TG: Speaking of board members and taskmasters, you worked with perhaps the most demanding of all, the late Ferdinand Piëch. How was that?
KB: The experience of a lifetime. I did the Phaeton with him, and we were working on the interior. At one design review he said, [adopts higher-pitched voice] “that’s not enough.” I thought, “next time I get you”, and I built what is still the most expensive interior mock-up in the company’s entire history. Actually a fully functional mock-up of the entire car, inside and out. Fantastic. He said [higher-pitched and slow], “ahhhh, now it is right”. Believe me, that was the utmost compliment you could achieve.
TG: And now you’re across the whole thing. How on earth do you find the time?
KB: I have two jobs. My frequency on Group work is currently 15 or 20 per cent of the day, the rest is for Volkswagen.

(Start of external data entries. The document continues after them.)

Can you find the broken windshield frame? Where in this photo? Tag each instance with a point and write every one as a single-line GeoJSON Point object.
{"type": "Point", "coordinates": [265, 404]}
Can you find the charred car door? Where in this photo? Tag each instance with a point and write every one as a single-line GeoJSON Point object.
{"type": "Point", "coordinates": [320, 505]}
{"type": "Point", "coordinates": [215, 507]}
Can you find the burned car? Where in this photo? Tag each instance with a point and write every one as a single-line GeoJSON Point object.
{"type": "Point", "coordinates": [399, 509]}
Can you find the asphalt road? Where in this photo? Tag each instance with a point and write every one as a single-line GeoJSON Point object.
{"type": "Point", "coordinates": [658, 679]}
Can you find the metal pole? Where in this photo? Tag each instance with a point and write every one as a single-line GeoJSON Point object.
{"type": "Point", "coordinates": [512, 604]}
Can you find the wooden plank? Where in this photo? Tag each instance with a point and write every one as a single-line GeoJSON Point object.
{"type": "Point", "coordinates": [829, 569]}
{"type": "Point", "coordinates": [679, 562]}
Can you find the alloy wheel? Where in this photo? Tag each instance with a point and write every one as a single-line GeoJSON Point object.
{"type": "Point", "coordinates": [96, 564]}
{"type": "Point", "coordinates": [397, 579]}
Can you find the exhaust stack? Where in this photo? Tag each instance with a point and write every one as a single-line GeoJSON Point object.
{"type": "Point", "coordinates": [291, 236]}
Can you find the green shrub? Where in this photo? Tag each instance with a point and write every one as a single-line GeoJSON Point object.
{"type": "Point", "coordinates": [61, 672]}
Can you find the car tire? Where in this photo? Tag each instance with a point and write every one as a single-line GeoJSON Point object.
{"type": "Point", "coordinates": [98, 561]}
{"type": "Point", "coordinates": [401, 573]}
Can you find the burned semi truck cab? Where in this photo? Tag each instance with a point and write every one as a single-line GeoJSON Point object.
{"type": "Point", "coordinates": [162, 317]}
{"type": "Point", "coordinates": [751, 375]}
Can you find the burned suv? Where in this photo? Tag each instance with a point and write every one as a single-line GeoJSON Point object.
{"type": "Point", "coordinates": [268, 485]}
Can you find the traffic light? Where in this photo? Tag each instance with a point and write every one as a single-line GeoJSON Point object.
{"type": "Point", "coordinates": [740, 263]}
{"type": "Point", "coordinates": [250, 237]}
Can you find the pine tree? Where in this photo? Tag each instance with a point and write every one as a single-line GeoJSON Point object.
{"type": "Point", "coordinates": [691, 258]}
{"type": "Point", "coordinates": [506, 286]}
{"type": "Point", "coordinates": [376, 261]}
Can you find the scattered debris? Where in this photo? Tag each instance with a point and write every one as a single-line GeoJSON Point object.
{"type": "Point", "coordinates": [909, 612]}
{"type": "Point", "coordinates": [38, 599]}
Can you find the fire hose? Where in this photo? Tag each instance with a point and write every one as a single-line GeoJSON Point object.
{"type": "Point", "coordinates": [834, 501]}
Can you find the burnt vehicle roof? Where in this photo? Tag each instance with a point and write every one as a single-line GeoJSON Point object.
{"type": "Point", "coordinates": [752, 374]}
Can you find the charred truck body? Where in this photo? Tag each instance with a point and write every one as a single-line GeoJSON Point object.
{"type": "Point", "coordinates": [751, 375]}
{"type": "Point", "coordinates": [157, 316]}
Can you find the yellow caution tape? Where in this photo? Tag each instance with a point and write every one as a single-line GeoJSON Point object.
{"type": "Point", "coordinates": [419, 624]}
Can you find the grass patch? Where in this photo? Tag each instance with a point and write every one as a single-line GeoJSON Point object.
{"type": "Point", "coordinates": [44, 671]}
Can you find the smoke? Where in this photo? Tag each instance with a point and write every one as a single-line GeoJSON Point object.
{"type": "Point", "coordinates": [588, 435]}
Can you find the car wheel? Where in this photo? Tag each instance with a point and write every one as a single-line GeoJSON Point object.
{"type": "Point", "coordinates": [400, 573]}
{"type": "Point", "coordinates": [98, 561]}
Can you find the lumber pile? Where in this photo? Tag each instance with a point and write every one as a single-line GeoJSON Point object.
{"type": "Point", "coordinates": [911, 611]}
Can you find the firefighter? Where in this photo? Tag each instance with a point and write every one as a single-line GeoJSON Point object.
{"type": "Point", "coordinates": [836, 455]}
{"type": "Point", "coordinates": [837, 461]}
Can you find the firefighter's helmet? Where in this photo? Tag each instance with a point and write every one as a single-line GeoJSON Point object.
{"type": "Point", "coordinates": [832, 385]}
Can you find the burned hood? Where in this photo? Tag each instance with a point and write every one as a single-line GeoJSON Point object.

In July, Jozef Kaban takes over and I can concentrate my full attention on the Group. At the moment I’m setting up the team and preparing all the strategies that need to be put in place. There’s a lot to do. Helping the brands through the transformation, to keep them apart but to bring them together where they need to be together, to cope with the tough demands of digitalisation and create a great user experience.
TG: You once observed that you won’t get very far just thinking in terms of pure design. Can you elaborate on that?
KB: You need to understand the core of brands, where they are coming from, where they can possibly go to and it’s not just about the guy moving lines up and down. What’s the purpose of a brand, what’s it’s reason for being there? What’s its heritage? And how can this be transformed into a digital and environmentally friendly future?